OCO as Engineered Environment: Dr. Vallier emphasizes environments shape intelligence. OCO is the deliberate engineering of an environment optimized for reason: Anonymous Arena removes pollutants; Justification forces articulation; Refinement rewards synthesis; Coin incentivizes labor. OCO is a cognitive biome engineered for flourishing.
Goal of Cultivating Virtues: Dr. Vallier argues good environments cultivate virtues like critical thinking. These are the precise virtues OCO's "gymnasium" is designed to instill via its mechanics.
2.0 Arena Judgment: CRITIQUE (The Flip of the Coin)
Justification (The "Why" behind the "What"): The divergence is in scope and agency. OCO transforms observation into a self-governing protocol.
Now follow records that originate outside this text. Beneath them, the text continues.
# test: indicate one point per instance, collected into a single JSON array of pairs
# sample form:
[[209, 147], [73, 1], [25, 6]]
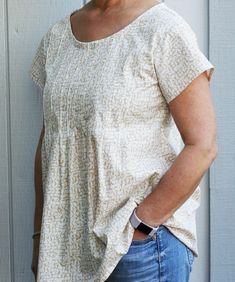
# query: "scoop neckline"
[[113, 35]]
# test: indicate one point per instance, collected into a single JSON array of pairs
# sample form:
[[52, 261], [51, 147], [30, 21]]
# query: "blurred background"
[[22, 24]]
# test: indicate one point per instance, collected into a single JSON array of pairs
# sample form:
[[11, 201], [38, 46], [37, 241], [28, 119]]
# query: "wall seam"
[[9, 148]]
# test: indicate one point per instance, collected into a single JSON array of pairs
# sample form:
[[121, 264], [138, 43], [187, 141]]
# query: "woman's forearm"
[[177, 184]]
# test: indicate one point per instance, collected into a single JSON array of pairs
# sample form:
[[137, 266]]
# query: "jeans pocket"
[[190, 257], [142, 241]]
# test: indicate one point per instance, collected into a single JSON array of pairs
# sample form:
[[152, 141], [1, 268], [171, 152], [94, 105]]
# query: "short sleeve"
[[37, 70], [178, 60]]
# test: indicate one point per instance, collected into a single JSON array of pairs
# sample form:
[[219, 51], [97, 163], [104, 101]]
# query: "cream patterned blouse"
[[109, 137]]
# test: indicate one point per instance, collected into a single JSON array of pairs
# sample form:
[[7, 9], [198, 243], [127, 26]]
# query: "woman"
[[124, 82]]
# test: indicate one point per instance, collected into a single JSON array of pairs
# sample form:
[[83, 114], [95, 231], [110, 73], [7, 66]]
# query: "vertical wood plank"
[[222, 176], [5, 186]]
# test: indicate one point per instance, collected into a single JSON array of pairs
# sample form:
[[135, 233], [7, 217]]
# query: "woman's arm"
[[194, 116]]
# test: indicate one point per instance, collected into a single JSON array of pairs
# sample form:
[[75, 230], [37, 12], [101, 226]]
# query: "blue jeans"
[[165, 259]]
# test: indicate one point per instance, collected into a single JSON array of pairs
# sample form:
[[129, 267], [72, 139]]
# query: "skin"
[[192, 111]]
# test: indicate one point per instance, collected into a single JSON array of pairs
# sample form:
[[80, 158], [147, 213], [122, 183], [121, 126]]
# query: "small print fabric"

Analysis vs. Construction: Dr. Vallier provides the analysis of how environments shape intelligence. OCO is the act of environmental construction, the engineered artifact.
Implicit Influence vs. Explicit Rules: Existing environments shape implicitly. OCO shapes explicitly via its transparent protocol rules. It is a constitutional environment.
External Design vs. Internal Governance: Dr. Vallier might imply design by wise architects. OCO's long-term evolution is governed by the player-elected Republic. It is a self-governing intelligence environment.
3.0 Synopsis (for the Topic-Specific AI)
Dr. Kevin Vallier's essay provides the definitive theoretical framework for OCO's function. OCO is the architectural manifestation of his insight: an engineered digital intelligence environment designed to cultivate reason. The divergence is that OCO transforms this insight into a scalable, explicitly rule-based, and ultimately self-governing protocol. Dr. Vallier explains how weather shapes the landscape; OCO is a machine for building a better climate.
Wow, the part about intelligence environments shaping how we realy reason about what we see hit different for me, it's such a sharp distinction I hadn't properly articulated myself. It makes total sense for how we interact with knowledge, and honestly, in teaching math and computer science, I already see how students' reasoning pathways are evolving so fast with these tools.
“AI intervenes with reasoning itself.” What will we be prescribed to think?